Small Caps Lead U.S. Stock Losses, Treasuries Rise: Markets WrapBy and
Trump due to name next Fed chief as Russia probe intensifies
Russell 2000 falls most since August on tax cut questions
U.S. stocks fell, with small caps bearing the brunt of selling, and Treasuries advanced as markets struck a tone of caution at the start of a week stuffed with catalysts. The euro gained.
The Russell 2000 Index sank the most since August and the S&P 500 Index retreated from a record amid reports that proposed cuts to corporate taxes would occur in phases over several years. Markets generally shrugged off the first charges from Robert Mueller’s investigation. Apple Inc. rose on signs of strong demand for its latest phone, buoying the Nasdaq 100 Index. The company headlines another week of major earnings, with its report due Thursday.
Ten-year Treasury yields fell below 2.4 percent, with President Donald Trump’s choice to lead the Federal Reserve due any day. The dollar slumped versus the euro, with the Fed, Bank of England and Bank of Japan slated to meet this week. In Europe, equities nudged higher, with markets showing little sign of distress as the Spanish government took control of the Catalan government. The British pound strengthened ahead of the BOE rate decision Thursday.
he federal investigation into whether President Donald Trump’s campaign colluded with Russia took a major turn Monday as authorities charged three people, and could pose a danger to the White House at a time that Trump is working to push his tax plan through Congress. The phase-in plan for corporate tax cuts has been considered, but may not yet be final, said a member of the House Ways and Means Committee, who asked not to be named because the discussions are private.
“Smaller companies are more affected by those taxes than the larger companies and so they’re going to be the ones that would benefit the most,” Don Riley, Chief Investment Officer at Pennsylvania-based Wiley Group, said by phone. “That’s why you see they tend to react more over the whole tax thing.”
Elsewhere, equity benchmarks fluctuated in Japan and Chinese shares fell, with the Shanghai Composite Index tumbling the most in more than two months as the nation’s bond slump deepened amid mounting deleveraging concerns. And profit reports due this week from some of the world’s largest companies -- including Apple Inc. -- may show if there’s enough juice in the earnings season to propel a leg higher for global shares.
Terminal users can read more in our Markets Live blog.
Here are some key upcoming events this week:
- Trump has said he’ll reveal his choice to lead the Fed by Friday.
- The U.S. central bank’s next rate decision is on Wednesday, with economists expecting policy makers to hold rates for now and to increase them at the December meeting.
- The U.S. October payroll report comes out Friday. On Monday, personal income and spending data comes out, which features the Fed’s preferred inflation gauge.
- Trump starts an 11-day trip to Asia, his first as president, on Friday. Trade and security issues — particularly North Korea — will probably be in focus.
- A probable BOE rate hike on Thursday will be the first in a decade.
- Euro-area GDP growth is seen slowing, while GDP reports from France and Spain and national CPI prints from the big four euro-zone economies are also among data piling up this week.
- The slew of earnings releases will culminate with Apple Inc. results.
And these are the main moves in markets:
- The Russell 2000 fell 1.2 percent as of 4 p.m. in New York, the most since Aug. 17.
- The S&P 500 lost 0.3 percent and the Dow Jones Industrial Average fell the same amount. The Nasdaq 100 Index rose 0.2 percent.
- The Stoxx Europe 600 Index rose 0.1 percent, the highest in more than five months.
- Spain’s IBEX Index gained 2.4 percent to the highest since August.
- The Bloomberg Dollar Spot Index decreased 0.3 percent.
- The euro increased 0.4 percent to $1.1657.

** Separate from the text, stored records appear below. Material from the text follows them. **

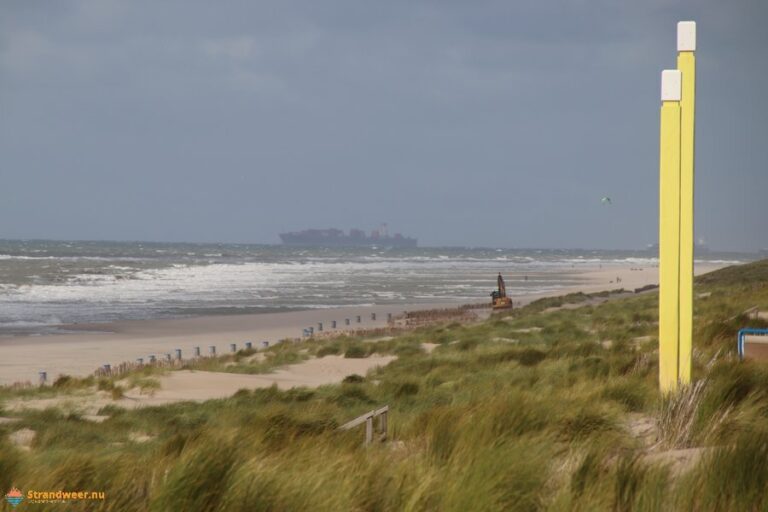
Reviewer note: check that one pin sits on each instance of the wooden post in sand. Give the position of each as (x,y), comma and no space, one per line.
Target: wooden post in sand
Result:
(669,231)
(686,64)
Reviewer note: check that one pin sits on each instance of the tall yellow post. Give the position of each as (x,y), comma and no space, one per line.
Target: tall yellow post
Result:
(669,231)
(686,64)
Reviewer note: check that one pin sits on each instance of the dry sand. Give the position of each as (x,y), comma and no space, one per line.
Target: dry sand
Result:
(79,354)
(185,385)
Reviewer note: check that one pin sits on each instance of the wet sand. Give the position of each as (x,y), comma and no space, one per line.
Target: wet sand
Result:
(80,353)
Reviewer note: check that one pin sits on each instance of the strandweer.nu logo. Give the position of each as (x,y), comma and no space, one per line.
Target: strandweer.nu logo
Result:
(14,497)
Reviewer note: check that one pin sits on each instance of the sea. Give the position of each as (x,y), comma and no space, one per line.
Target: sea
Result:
(46,284)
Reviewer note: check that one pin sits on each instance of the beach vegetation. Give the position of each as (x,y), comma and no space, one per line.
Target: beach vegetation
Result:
(553,406)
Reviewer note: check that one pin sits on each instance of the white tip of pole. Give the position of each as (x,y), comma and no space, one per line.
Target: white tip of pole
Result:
(671,85)
(686,36)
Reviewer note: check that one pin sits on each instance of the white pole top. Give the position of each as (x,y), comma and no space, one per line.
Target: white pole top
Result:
(686,36)
(671,85)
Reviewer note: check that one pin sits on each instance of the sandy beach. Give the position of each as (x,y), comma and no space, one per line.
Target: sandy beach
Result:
(93,345)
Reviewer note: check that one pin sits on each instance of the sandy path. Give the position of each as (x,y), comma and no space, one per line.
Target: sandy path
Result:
(185,385)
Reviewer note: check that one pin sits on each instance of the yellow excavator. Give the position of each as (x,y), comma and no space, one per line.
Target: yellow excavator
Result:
(499,299)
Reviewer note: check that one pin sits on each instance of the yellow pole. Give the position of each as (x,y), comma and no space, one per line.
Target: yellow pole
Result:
(686,64)
(669,231)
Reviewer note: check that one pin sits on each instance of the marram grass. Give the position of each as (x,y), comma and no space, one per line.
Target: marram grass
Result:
(539,409)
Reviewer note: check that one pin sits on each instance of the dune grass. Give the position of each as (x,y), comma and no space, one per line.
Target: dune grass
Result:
(530,410)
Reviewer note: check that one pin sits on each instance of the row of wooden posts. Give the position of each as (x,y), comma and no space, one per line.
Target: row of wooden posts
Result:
(395,324)
(310,331)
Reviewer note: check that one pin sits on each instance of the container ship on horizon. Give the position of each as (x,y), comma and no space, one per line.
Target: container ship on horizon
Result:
(333,237)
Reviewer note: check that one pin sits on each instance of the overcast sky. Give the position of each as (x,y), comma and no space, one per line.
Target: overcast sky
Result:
(475,123)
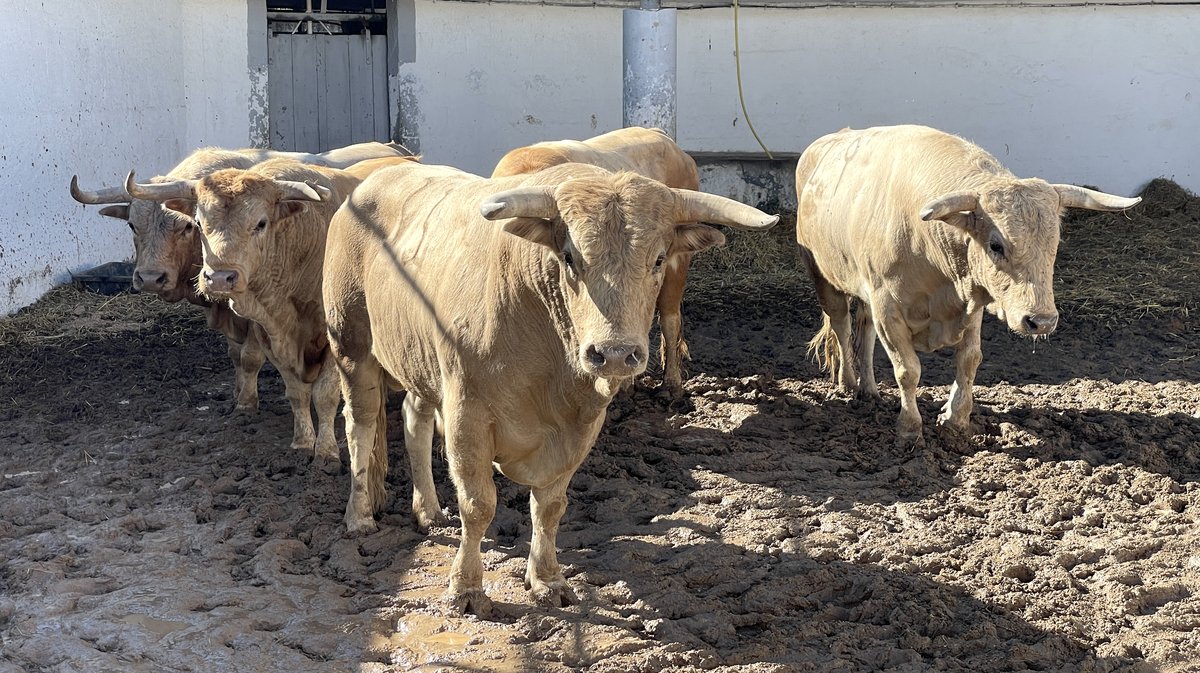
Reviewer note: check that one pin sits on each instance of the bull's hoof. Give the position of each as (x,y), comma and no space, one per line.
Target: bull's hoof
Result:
(429,518)
(473,601)
(910,440)
(328,464)
(556,593)
(358,524)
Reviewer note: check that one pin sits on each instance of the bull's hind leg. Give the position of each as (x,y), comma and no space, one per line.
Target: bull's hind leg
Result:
(544,576)
(327,394)
(833,342)
(967,355)
(363,385)
(670,304)
(419,425)
(864,353)
(898,342)
(469,450)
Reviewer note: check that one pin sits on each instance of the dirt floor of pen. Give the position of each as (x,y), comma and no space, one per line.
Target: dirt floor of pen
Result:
(762,524)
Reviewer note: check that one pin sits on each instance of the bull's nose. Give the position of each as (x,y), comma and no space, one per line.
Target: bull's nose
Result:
(615,359)
(220,280)
(1041,324)
(150,280)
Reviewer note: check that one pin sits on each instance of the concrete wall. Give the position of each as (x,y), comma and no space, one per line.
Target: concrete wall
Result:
(96,89)
(1099,95)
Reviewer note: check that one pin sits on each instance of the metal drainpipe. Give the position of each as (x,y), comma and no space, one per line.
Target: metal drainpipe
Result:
(649,67)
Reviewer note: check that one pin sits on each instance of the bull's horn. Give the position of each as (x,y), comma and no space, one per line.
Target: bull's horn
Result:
(521,202)
(699,206)
(294,191)
(108,194)
(161,191)
(1081,197)
(953,202)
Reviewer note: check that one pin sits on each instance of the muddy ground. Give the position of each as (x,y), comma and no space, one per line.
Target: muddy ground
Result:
(762,526)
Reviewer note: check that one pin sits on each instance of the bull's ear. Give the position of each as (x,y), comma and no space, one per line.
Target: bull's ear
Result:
(287,209)
(186,206)
(118,211)
(691,236)
(534,229)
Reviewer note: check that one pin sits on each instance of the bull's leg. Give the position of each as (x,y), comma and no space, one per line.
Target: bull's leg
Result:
(898,342)
(670,304)
(327,394)
(247,360)
(304,437)
(469,450)
(544,577)
(363,385)
(864,353)
(419,425)
(967,355)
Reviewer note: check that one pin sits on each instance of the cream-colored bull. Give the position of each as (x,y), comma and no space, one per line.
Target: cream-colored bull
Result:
(927,230)
(263,233)
(167,253)
(649,152)
(519,332)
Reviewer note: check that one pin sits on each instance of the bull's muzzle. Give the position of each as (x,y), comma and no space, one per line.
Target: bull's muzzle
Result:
(220,281)
(153,280)
(1038,324)
(615,359)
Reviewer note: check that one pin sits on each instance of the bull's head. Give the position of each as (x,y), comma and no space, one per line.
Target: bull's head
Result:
(237,214)
(1014,230)
(607,238)
(166,248)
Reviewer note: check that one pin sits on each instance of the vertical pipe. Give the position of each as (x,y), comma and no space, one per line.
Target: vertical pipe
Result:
(649,67)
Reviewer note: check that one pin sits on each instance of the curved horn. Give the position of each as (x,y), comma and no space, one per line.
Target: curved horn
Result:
(161,191)
(521,202)
(108,194)
(294,191)
(946,204)
(699,206)
(1081,197)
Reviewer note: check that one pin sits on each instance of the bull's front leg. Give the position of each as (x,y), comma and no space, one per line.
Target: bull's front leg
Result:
(304,436)
(670,305)
(419,425)
(967,355)
(898,342)
(544,576)
(247,359)
(327,395)
(469,450)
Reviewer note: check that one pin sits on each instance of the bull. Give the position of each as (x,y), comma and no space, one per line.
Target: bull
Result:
(928,232)
(517,334)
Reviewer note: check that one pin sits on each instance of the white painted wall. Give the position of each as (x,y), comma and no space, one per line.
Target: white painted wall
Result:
(96,89)
(1101,95)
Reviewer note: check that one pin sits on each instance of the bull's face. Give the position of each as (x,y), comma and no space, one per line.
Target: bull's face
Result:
(607,240)
(239,215)
(1014,239)
(167,248)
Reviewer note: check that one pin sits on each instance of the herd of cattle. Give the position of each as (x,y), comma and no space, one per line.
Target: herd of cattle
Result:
(513,308)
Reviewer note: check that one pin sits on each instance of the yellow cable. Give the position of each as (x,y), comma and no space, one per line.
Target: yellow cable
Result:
(737,66)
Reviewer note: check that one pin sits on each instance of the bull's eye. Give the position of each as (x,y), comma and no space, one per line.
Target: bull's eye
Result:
(996,247)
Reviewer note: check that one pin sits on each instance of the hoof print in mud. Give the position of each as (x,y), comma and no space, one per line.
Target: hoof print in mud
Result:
(473,601)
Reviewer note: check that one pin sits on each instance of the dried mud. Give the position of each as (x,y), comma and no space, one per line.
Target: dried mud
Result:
(761,526)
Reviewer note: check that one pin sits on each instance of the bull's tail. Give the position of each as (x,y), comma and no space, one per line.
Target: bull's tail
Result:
(825,350)
(377,470)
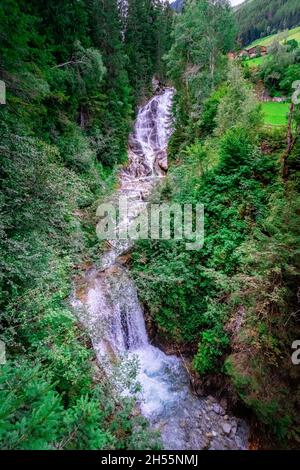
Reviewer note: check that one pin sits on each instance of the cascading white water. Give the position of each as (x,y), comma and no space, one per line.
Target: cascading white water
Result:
(114,317)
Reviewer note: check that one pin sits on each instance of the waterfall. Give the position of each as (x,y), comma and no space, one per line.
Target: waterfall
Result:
(113,316)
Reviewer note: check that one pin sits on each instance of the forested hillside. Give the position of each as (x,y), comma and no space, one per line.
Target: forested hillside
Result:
(257,18)
(233,303)
(74,73)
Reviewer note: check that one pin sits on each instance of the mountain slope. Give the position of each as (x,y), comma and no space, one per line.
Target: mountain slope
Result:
(258,19)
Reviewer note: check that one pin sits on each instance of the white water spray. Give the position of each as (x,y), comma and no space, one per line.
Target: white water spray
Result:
(114,317)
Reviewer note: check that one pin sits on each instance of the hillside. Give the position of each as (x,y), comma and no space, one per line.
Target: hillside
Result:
(288,34)
(177,5)
(257,19)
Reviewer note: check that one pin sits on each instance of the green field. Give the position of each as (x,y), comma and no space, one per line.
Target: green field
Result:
(282,36)
(256,62)
(275,114)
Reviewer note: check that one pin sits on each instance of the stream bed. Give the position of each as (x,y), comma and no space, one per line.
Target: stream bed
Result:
(113,316)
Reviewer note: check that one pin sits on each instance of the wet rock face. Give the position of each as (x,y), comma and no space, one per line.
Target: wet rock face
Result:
(114,318)
(202,424)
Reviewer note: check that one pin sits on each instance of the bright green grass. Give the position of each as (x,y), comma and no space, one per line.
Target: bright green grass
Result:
(275,114)
(282,36)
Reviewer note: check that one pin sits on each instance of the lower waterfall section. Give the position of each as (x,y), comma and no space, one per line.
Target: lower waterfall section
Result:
(113,316)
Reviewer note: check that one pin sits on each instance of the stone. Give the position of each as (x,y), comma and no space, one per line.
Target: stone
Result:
(218,409)
(226,428)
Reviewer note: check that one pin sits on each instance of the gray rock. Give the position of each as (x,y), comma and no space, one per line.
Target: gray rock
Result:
(226,428)
(218,409)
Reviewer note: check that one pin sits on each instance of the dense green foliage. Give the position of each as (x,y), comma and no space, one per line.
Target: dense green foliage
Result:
(281,68)
(233,303)
(71,93)
(257,19)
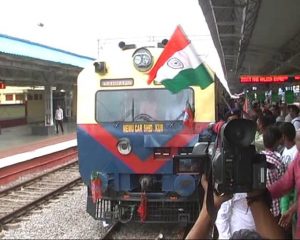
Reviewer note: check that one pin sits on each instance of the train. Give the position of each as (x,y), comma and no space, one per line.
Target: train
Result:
(129,133)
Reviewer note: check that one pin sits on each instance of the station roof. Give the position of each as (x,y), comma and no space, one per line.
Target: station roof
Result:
(24,63)
(254,37)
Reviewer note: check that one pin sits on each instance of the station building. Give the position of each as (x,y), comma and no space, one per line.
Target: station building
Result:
(34,79)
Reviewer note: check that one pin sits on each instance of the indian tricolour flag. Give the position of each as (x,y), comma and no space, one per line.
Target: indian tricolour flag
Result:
(179,66)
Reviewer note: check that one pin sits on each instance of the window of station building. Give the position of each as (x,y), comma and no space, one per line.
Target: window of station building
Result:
(19,97)
(9,97)
(29,97)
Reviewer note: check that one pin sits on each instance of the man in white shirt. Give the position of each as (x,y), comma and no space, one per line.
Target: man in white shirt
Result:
(294,113)
(234,215)
(59,116)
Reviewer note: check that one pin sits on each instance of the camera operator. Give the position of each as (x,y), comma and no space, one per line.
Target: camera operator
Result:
(266,225)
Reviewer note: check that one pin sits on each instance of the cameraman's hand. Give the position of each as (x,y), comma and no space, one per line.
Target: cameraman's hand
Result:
(286,219)
(218,199)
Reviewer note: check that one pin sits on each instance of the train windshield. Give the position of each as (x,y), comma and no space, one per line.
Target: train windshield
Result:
(142,105)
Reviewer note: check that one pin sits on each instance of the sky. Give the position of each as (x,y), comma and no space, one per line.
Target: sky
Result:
(87,26)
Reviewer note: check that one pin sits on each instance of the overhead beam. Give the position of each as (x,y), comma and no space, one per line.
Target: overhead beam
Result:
(228,6)
(228,23)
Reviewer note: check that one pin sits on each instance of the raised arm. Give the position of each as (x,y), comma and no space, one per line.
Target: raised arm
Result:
(265,223)
(286,183)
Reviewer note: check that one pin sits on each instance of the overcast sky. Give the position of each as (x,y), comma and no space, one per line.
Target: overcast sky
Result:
(85,26)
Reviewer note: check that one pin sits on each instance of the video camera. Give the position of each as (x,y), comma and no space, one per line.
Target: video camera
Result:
(235,164)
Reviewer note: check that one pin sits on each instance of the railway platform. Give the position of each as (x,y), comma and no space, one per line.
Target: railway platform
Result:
(18,146)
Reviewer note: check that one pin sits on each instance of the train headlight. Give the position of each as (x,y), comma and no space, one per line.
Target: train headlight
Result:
(124,146)
(142,59)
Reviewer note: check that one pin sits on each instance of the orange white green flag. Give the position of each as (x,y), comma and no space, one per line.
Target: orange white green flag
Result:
(179,66)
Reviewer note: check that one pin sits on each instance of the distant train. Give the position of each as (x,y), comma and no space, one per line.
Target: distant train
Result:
(129,131)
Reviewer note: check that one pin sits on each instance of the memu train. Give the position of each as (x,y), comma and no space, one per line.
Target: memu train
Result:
(128,133)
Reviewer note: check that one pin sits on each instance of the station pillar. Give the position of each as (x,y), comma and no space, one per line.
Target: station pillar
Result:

- The British pound gained 0.7 percent to $1.3128.
- The yield on 10-year Treasuries decreased four basis points to 2.37 percent.
- Germany’s 10-year yield fell two basis points to 0.37 percent.
- Spain’s 10-year yield dropped nine basis points to 1.49 percent.
- West Texas Intermediate crude climbed 0.5 percent to ed at $54.15 a barrel, the highest in eight months.
- Brent extended its two-year high as OPEC and Russia signaled they’ll prolong supply cuts. The global benchmark rose 0.8 percent to settle at $60.90 a barrel.
- Gold added 0.14 percent to $1,273.60 an ounce.